Even if I’m wrong about this third point, why take the chance by choosing spanking as a disciplinary tactic? There are plenty of other options that still teach children important lessons. A friend of mine whose kids are grown and who feels the same way I do about spanking raised three very intelligent and responsible adults who any parent would be proud of. My kids are only 4 and 7, but even if our strategies for discipline backfire later in life, I can at least say that we have yet to hear that they behave badly or disrespect authority (they certainly have their bad moments…plenty of them, but I doubt anyone would say they are generally undisciplined or wayward).
Why have I bothered writing this post that is only tangentially related to mental health? I suppose it’s since because this issue has long been one of those that causes me to lose sleep and sanity. Other than my classroom, this is the best platform I have to stand up for an issue I feel passionately about and one that I’m semi-confident has a potential impact on people’s mental health. So, since it’s all I can do, I’ll simply use this particular platform to make this plea: Don’t use Adrian Peterson’s form of discipline OR his excuse: “This is how I was raised, and things worked out okay for me!” That argument is the equivalent of this one: “But so and so does such and such, so why can’t I?” which doesn’t get most teenagers far with most parents. “Someone else doing it” has never made anything morally right. Ever.

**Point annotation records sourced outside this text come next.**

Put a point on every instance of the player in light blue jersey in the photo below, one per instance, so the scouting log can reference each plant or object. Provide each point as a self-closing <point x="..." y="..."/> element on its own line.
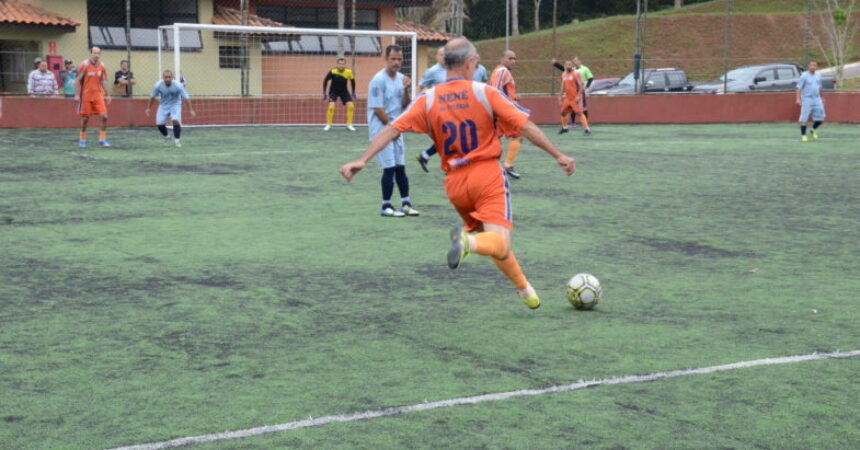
<point x="172" y="95"/>
<point x="809" y="99"/>
<point x="438" y="74"/>
<point x="388" y="95"/>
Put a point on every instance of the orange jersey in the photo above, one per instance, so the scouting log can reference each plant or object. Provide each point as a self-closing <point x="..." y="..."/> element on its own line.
<point x="503" y="80"/>
<point x="91" y="76"/>
<point x="571" y="85"/>
<point x="464" y="119"/>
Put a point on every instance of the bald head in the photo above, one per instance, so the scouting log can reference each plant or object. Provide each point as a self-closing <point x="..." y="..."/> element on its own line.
<point x="509" y="59"/>
<point x="458" y="52"/>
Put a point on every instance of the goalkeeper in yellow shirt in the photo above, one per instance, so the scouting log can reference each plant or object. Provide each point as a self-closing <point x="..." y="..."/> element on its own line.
<point x="339" y="76"/>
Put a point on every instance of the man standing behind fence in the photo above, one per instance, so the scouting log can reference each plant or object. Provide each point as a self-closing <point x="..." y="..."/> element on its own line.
<point x="339" y="76"/>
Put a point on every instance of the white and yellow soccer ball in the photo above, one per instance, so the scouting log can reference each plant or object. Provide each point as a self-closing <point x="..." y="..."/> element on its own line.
<point x="584" y="291"/>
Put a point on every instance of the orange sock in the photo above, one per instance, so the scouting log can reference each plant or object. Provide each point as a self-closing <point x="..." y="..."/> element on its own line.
<point x="583" y="120"/>
<point x="511" y="268"/>
<point x="513" y="151"/>
<point x="490" y="244"/>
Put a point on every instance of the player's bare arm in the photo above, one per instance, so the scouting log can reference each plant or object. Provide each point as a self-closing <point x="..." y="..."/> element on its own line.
<point x="531" y="132"/>
<point x="388" y="134"/>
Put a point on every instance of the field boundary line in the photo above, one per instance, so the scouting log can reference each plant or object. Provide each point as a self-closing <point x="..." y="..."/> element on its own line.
<point x="397" y="410"/>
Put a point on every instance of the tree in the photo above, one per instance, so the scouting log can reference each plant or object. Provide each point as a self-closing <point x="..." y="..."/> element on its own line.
<point x="838" y="33"/>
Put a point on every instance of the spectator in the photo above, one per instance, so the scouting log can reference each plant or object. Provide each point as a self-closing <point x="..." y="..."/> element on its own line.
<point x="123" y="80"/>
<point x="69" y="77"/>
<point x="42" y="81"/>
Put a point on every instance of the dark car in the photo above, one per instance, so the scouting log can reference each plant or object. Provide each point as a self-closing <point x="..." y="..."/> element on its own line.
<point x="759" y="78"/>
<point x="654" y="80"/>
<point x="600" y="84"/>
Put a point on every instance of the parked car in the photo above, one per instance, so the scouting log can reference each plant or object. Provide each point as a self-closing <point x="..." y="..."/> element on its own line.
<point x="655" y="80"/>
<point x="599" y="84"/>
<point x="759" y="78"/>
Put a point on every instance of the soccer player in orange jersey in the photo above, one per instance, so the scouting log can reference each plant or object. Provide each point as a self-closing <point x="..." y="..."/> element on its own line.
<point x="572" y="98"/>
<point x="465" y="118"/>
<point x="503" y="80"/>
<point x="92" y="95"/>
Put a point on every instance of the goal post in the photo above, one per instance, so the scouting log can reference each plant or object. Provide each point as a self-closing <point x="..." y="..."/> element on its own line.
<point x="255" y="75"/>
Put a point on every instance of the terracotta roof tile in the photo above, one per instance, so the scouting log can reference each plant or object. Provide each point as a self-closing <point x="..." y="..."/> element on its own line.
<point x="425" y="33"/>
<point x="230" y="16"/>
<point x="14" y="11"/>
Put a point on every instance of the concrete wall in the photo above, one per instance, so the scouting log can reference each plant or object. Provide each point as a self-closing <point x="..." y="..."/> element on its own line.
<point x="25" y="112"/>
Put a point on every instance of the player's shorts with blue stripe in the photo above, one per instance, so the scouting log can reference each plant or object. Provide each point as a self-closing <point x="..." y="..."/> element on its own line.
<point x="811" y="107"/>
<point x="393" y="154"/>
<point x="175" y="113"/>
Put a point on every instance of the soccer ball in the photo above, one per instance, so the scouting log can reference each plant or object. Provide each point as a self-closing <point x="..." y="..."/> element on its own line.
<point x="583" y="291"/>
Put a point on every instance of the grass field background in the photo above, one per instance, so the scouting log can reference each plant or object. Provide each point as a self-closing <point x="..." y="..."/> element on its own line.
<point x="149" y="293"/>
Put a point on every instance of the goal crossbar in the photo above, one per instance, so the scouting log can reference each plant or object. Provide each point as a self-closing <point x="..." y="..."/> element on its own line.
<point x="177" y="27"/>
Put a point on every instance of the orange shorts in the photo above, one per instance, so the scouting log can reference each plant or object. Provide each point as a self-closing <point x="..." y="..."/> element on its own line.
<point x="92" y="106"/>
<point x="569" y="107"/>
<point x="479" y="193"/>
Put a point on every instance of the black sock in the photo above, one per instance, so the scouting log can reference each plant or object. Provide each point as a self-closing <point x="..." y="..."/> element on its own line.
<point x="402" y="180"/>
<point x="387" y="185"/>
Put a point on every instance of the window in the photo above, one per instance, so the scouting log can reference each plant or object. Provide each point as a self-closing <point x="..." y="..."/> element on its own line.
<point x="768" y="75"/>
<point x="107" y="23"/>
<point x="306" y="17"/>
<point x="785" y="73"/>
<point x="229" y="57"/>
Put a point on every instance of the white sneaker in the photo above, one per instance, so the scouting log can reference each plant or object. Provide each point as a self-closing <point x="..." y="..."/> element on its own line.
<point x="390" y="212"/>
<point x="409" y="211"/>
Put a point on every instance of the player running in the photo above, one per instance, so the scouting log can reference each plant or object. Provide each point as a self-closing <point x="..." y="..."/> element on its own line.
<point x="809" y="99"/>
<point x="339" y="77"/>
<point x="572" y="98"/>
<point x="464" y="118"/>
<point x="503" y="80"/>
<point x="172" y="94"/>
<point x="92" y="95"/>
<point x="436" y="75"/>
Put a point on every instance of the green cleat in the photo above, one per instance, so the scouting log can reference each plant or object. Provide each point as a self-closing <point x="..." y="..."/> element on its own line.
<point x="459" y="247"/>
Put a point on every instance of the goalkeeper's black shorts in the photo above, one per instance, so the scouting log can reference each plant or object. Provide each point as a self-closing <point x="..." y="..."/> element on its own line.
<point x="344" y="97"/>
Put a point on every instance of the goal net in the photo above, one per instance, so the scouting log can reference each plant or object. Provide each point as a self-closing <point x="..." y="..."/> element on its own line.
<point x="273" y="76"/>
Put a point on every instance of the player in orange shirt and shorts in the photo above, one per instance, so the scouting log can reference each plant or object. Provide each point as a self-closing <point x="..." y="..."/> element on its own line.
<point x="465" y="118"/>
<point x="503" y="80"/>
<point x="572" y="98"/>
<point x="92" y="95"/>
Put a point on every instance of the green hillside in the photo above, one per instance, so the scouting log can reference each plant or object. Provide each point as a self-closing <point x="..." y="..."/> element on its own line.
<point x="691" y="38"/>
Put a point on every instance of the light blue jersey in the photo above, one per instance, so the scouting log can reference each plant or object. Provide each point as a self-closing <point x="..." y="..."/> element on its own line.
<point x="170" y="104"/>
<point x="170" y="95"/>
<point x="386" y="93"/>
<point x="809" y="85"/>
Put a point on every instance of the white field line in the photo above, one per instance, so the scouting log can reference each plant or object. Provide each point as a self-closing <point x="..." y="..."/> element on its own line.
<point x="397" y="410"/>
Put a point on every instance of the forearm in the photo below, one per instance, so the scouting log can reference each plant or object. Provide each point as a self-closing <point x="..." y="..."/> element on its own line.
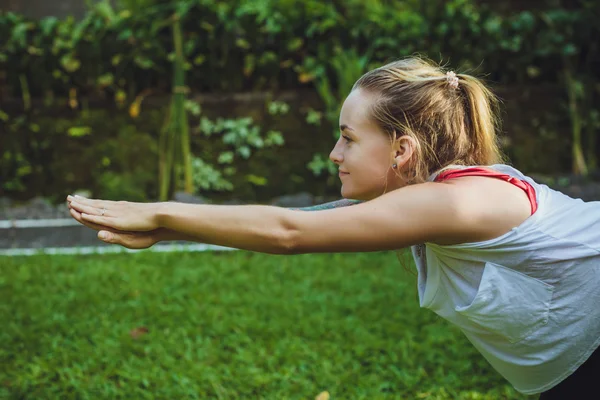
<point x="249" y="227"/>
<point x="166" y="235"/>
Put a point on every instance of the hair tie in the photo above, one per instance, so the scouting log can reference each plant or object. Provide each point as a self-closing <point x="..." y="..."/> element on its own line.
<point x="452" y="79"/>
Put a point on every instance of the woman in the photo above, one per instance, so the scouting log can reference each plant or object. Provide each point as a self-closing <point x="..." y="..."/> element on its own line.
<point x="514" y="264"/>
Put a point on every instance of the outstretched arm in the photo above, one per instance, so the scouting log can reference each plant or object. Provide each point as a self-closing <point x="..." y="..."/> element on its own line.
<point x="420" y="213"/>
<point x="330" y="205"/>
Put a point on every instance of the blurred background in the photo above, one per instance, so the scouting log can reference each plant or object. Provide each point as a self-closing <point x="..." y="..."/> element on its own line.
<point x="237" y="101"/>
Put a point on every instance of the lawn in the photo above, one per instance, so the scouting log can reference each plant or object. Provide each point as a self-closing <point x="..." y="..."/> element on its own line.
<point x="228" y="325"/>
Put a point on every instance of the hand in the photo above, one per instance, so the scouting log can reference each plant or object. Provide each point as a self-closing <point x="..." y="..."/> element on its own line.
<point x="119" y="215"/>
<point x="130" y="240"/>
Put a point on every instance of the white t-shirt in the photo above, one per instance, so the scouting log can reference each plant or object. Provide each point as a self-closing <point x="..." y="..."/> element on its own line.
<point x="528" y="300"/>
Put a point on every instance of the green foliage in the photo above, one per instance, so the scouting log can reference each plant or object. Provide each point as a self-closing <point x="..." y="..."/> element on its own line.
<point x="127" y="52"/>
<point x="240" y="137"/>
<point x="229" y="325"/>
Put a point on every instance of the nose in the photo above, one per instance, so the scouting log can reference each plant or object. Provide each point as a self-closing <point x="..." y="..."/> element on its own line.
<point x="336" y="154"/>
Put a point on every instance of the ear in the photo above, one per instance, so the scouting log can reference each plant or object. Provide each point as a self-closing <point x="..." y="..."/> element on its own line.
<point x="403" y="149"/>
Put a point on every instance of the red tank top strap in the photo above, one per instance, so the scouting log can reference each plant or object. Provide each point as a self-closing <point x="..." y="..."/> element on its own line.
<point x="479" y="171"/>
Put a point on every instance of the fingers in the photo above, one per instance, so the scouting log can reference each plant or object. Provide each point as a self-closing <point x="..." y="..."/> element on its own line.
<point x="87" y="209"/>
<point x="77" y="216"/>
<point x="99" y="220"/>
<point x="128" y="240"/>
<point x="88" y="202"/>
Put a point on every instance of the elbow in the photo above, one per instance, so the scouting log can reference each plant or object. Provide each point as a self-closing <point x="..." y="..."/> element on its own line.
<point x="289" y="238"/>
<point x="288" y="243"/>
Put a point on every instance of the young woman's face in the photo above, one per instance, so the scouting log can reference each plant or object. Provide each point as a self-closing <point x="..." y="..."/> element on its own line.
<point x="363" y="152"/>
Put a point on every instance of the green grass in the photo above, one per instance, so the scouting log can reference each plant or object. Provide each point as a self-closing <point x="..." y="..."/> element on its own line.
<point x="230" y="325"/>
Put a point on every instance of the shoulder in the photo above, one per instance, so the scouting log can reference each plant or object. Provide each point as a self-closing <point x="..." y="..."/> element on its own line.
<point x="426" y="212"/>
<point x="493" y="206"/>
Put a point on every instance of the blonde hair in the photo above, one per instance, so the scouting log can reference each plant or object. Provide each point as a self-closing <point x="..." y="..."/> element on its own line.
<point x="451" y="125"/>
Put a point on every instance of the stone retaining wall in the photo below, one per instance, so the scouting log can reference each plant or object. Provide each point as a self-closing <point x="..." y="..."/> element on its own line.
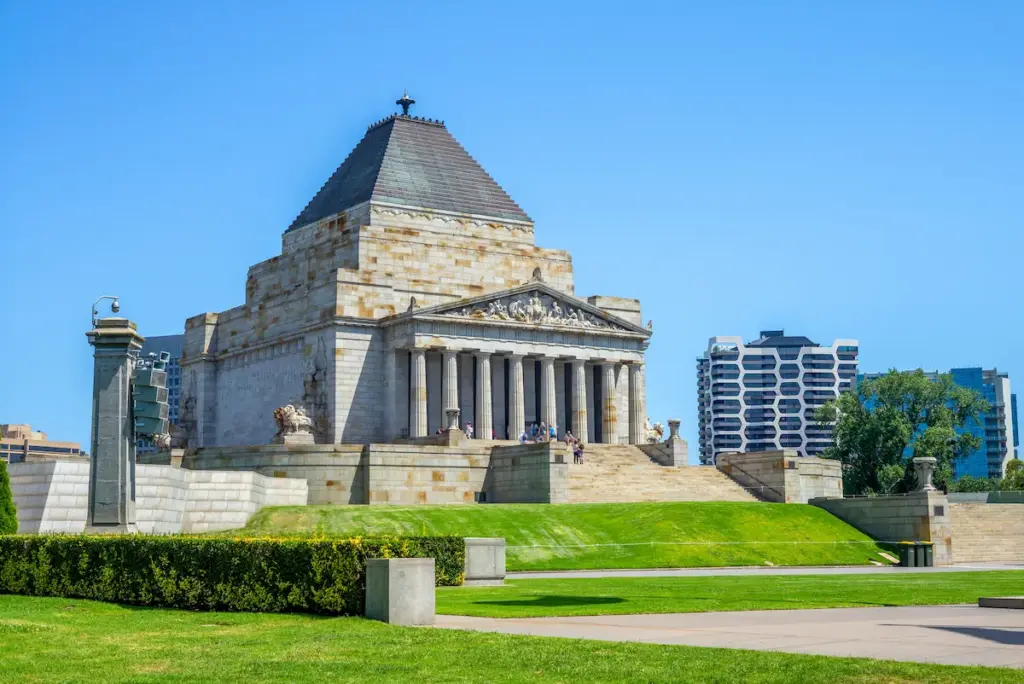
<point x="52" y="497"/>
<point x="528" y="474"/>
<point x="921" y="516"/>
<point x="783" y="476"/>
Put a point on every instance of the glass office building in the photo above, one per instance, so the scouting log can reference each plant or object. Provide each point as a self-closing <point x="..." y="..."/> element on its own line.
<point x="762" y="395"/>
<point x="996" y="428"/>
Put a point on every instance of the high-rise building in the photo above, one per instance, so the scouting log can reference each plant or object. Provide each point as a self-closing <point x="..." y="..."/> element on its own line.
<point x="762" y="395"/>
<point x="172" y="344"/>
<point x="997" y="427"/>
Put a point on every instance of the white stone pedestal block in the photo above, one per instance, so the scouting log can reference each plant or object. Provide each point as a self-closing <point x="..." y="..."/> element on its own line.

Next, consider the double-standards our culture endorses and get angry about them. Then do something or at least say something about them. My previous post about my friend who died due to mental health and addiction struggles led me to the same exact conclusion, so I beg you yet again to not sit around thinking “we should really do something more about such and such.” Go ahead and DO SOMETHING. You don’t have to change the world, and you don’t have to take up the cause of ending spanking. But if you are troubled by some societal injustice, the only way to alleviate feelings of impotent rage is to take one step in the direction of justice. Then one more. And who knows? Maybe you’ll start something BIG. Or maybe you won’t, but you’ll have done what you can.
For me, writing about things helps me process them. Writing this post has been cathartic in a way, and there’s that not-so-small part of me that hopes this post adds a little bit of good to the world…keeps one spanking from happening or one family from thinking they have no other disciplinary options. Who knows? But at the very least, my thoughts are more organized, and I feel like I have voiced my opinion, and I know for a fact that voicing my opinion is critical for my mental health. I hate feeling ignored and/or neutered, and if you’ll let me have my say, I’m usually willing to move past my frustrations. I’d be lying if I said I feel 100% better because I’ve written this post. Maybe it’s more accurate to say I feel 38.52% better. But hey, that’s something, so find your “something” and help yourself feel 38.52% better by doing it. What do you have to lose?